The Amorphous Concept of Finality in CPLR 5501 Jurisprudence
David B. Saxe discusses a procedural issue that can lead to possible pitfalls: When a pretrial order grants summary judgment in favor of some of the defendants, may the plaintiff wait until the appeal from the final judgment to challenge that order, and may the Appellate Division treat that order as brought up for review in the plaintiff's appeal from the final judgment after trial, dismissing the complaint in its entirety?
March 11, 2015 at 09:20 PM
11 minute read
Appellate practice in New York State courts often contains minefields. Here is one, a procedural issue that came to my attention and seems to me to be neither well understood nor consistently handled. That is, when a pretrial order grants summary judgment in favor of some of the defendants, may the plaintiff wait until the appeal from the final judgment to challenge that order, and may the Appellate Division treat that order as brought up for review in the plaintiff's appeal from the final judgment after trial, dismissing the complaint in its entirety?
This issue came to my attention in an appeal where Supreme Court had granted summary judgment in favor of some defendants but not others. The summary judgment order directed that the complaint be severed and dismissed as against the successful defendants and that judgment be entered in favor of those defendants; however, no such judgment was entered.
The plaintiff proceeded to trial on the claims against the other defendants, and after trial the court dismissed those remaining claims.
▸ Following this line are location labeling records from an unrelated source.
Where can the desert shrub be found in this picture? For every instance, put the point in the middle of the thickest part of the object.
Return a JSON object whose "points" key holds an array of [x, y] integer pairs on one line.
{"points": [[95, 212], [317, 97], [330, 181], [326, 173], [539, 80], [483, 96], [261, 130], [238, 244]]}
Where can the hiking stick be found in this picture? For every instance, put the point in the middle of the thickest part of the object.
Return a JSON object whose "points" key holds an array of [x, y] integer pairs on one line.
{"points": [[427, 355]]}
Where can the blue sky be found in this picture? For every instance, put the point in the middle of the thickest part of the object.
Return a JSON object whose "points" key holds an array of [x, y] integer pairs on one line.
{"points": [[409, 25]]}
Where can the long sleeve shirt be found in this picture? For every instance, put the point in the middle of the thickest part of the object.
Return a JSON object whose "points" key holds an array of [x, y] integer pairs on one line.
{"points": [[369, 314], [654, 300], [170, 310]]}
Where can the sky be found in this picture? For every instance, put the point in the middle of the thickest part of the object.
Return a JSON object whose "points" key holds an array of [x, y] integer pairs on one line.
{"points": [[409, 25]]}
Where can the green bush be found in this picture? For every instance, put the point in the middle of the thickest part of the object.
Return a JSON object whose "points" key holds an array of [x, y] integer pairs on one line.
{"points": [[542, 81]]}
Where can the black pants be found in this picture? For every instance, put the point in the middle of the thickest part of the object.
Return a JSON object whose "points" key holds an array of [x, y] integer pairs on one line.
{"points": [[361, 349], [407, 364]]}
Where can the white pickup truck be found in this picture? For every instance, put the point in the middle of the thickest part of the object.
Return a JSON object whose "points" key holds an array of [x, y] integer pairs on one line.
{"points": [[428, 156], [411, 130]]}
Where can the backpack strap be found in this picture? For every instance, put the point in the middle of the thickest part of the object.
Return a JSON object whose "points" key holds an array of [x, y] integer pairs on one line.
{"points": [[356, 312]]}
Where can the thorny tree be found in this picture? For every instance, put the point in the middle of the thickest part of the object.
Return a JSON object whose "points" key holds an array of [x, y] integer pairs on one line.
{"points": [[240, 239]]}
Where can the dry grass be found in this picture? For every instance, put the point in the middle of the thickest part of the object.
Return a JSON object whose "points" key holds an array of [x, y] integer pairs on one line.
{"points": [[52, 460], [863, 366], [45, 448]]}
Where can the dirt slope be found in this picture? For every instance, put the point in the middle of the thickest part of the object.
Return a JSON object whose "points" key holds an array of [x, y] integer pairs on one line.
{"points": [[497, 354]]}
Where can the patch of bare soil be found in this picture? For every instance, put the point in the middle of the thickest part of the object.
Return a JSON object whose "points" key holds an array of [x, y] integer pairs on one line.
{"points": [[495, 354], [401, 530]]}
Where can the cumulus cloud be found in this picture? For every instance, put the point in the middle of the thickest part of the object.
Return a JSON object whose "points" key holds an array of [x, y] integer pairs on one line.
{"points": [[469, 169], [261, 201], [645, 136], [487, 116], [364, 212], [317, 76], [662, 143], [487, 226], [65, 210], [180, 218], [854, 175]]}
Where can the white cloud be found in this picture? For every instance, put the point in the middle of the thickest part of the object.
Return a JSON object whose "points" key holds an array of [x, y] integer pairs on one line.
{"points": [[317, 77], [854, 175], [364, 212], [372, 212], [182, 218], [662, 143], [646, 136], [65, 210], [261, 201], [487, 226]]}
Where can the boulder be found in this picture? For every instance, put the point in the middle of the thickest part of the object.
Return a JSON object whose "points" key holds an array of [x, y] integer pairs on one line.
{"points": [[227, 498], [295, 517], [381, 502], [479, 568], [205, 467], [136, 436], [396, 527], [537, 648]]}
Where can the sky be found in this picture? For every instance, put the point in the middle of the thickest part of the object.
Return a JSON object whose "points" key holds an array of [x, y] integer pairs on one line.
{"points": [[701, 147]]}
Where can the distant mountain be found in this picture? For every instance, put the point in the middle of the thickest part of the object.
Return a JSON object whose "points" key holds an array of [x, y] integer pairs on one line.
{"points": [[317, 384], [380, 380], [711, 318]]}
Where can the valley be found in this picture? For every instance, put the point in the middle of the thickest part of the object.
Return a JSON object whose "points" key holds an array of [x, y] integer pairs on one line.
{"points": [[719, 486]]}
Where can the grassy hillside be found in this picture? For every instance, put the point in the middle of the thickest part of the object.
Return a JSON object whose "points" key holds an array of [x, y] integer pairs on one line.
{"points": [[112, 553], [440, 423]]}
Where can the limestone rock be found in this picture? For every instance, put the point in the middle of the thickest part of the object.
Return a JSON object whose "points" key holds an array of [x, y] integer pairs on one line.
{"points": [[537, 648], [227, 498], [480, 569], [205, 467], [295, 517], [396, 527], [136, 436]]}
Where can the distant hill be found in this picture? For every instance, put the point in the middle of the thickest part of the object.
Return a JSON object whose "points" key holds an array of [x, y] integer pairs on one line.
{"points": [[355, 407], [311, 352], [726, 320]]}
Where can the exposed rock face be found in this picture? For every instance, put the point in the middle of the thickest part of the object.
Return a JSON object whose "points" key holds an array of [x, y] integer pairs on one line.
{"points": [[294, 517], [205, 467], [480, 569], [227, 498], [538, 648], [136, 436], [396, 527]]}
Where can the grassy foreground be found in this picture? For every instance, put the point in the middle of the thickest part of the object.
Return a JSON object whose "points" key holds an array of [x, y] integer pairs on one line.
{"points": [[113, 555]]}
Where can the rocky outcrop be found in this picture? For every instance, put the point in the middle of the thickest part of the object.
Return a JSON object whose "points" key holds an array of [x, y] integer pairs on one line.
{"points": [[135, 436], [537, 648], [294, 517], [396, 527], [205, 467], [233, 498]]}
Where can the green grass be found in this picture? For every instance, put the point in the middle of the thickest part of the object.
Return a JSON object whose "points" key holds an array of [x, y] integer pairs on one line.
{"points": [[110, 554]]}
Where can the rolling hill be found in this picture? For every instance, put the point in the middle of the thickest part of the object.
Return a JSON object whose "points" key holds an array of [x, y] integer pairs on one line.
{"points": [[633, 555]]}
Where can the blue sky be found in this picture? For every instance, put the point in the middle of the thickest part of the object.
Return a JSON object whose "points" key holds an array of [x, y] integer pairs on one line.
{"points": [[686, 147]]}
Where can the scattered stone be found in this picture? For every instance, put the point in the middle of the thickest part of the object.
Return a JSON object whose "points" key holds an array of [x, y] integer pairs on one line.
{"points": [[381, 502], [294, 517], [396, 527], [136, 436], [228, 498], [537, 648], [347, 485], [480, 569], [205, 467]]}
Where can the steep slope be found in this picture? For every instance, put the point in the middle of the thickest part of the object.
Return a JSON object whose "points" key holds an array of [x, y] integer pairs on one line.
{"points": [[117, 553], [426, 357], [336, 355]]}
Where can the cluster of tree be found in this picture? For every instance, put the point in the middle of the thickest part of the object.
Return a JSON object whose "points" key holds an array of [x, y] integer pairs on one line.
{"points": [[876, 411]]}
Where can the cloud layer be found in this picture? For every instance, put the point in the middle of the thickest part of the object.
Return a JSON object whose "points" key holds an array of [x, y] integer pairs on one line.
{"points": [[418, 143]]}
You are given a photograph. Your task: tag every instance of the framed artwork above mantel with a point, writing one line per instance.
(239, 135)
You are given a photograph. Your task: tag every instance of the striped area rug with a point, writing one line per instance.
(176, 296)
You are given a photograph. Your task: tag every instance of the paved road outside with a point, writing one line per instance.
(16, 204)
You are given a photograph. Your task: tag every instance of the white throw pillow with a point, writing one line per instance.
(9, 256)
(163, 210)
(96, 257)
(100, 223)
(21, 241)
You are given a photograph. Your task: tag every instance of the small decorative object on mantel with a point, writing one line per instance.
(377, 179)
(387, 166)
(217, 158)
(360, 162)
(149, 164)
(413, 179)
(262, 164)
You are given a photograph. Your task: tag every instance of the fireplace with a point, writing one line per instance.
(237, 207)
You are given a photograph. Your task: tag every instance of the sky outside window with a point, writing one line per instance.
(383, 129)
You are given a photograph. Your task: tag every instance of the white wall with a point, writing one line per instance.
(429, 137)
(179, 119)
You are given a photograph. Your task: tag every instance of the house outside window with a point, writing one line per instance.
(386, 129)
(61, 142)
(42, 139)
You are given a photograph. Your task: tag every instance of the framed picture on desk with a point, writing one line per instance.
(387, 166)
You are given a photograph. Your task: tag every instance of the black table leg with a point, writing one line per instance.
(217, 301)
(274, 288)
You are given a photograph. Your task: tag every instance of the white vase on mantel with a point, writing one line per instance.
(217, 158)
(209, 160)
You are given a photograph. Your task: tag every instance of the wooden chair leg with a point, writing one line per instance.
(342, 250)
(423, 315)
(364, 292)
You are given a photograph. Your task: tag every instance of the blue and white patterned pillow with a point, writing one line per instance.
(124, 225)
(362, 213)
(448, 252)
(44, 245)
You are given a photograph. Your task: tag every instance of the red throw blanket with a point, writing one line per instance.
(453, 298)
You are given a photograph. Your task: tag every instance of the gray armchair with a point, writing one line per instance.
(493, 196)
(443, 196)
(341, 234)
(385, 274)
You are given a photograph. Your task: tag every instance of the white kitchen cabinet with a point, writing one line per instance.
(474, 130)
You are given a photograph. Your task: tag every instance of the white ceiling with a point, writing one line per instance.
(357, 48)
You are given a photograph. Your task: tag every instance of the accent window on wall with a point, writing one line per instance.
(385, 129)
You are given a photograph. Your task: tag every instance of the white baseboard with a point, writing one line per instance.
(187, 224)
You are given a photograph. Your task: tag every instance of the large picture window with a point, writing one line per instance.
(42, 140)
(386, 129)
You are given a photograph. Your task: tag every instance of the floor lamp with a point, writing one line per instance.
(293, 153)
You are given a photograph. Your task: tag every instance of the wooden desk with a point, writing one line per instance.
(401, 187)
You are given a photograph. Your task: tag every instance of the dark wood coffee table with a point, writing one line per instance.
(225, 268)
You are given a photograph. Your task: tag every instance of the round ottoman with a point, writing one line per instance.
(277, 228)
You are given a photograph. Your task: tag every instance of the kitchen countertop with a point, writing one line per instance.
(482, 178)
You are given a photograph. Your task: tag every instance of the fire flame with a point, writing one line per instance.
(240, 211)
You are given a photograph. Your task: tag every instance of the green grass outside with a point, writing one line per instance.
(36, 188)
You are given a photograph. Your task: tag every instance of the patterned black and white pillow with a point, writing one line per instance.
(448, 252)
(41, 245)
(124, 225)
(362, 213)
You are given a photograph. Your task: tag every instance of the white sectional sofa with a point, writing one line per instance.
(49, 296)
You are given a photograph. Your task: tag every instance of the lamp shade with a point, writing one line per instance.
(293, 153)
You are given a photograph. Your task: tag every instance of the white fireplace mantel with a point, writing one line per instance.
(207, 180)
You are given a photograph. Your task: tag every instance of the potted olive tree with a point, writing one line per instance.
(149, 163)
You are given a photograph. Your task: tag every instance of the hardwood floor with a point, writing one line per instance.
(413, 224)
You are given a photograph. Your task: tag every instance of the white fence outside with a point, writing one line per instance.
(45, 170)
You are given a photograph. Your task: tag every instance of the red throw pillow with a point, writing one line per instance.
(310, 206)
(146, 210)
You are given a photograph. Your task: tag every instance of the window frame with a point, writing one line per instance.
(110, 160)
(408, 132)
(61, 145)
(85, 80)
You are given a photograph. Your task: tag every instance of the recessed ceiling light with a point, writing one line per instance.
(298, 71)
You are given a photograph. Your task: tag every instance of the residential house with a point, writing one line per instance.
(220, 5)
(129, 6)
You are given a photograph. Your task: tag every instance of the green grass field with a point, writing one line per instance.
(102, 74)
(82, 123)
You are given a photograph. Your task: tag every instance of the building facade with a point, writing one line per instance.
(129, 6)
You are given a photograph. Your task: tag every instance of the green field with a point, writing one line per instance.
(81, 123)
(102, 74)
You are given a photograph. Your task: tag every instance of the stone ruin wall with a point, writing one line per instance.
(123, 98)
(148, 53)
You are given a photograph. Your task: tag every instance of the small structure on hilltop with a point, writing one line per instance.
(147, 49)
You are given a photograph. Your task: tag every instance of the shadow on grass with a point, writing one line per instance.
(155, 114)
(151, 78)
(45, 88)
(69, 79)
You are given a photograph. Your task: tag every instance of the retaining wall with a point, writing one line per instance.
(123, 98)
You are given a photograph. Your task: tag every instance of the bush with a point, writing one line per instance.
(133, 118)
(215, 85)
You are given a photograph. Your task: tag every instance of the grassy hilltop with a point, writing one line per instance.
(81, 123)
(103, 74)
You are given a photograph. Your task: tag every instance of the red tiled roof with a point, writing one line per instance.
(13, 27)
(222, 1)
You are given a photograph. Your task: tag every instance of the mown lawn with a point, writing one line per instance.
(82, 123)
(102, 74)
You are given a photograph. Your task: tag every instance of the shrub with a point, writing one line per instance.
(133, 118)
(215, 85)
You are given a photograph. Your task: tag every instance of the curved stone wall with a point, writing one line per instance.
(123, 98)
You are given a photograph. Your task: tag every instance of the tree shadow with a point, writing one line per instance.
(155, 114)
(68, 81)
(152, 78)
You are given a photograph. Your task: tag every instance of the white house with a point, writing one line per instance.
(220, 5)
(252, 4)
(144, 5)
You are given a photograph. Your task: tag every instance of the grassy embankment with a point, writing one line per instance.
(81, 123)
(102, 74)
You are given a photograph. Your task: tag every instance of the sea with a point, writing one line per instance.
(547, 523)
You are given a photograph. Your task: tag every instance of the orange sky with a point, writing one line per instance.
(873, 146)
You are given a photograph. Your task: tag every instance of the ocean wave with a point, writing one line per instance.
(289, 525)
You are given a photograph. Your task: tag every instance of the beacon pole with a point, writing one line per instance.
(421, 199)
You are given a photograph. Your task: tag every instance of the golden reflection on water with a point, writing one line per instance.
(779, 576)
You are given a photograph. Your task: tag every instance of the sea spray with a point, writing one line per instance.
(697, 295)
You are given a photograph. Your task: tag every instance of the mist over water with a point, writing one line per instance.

On the plaintiff's appeal from the final judgment challenging both the pretrial dismissal and the dismissals after trial, those defendants who had been granted summary judgment argued that the plaintiff's appeal must be dismissed as it related to them because that earlier order was “final” as to them and therefore not brought up for review in the appeal from the final judgment, and because those claims had been expressly severed.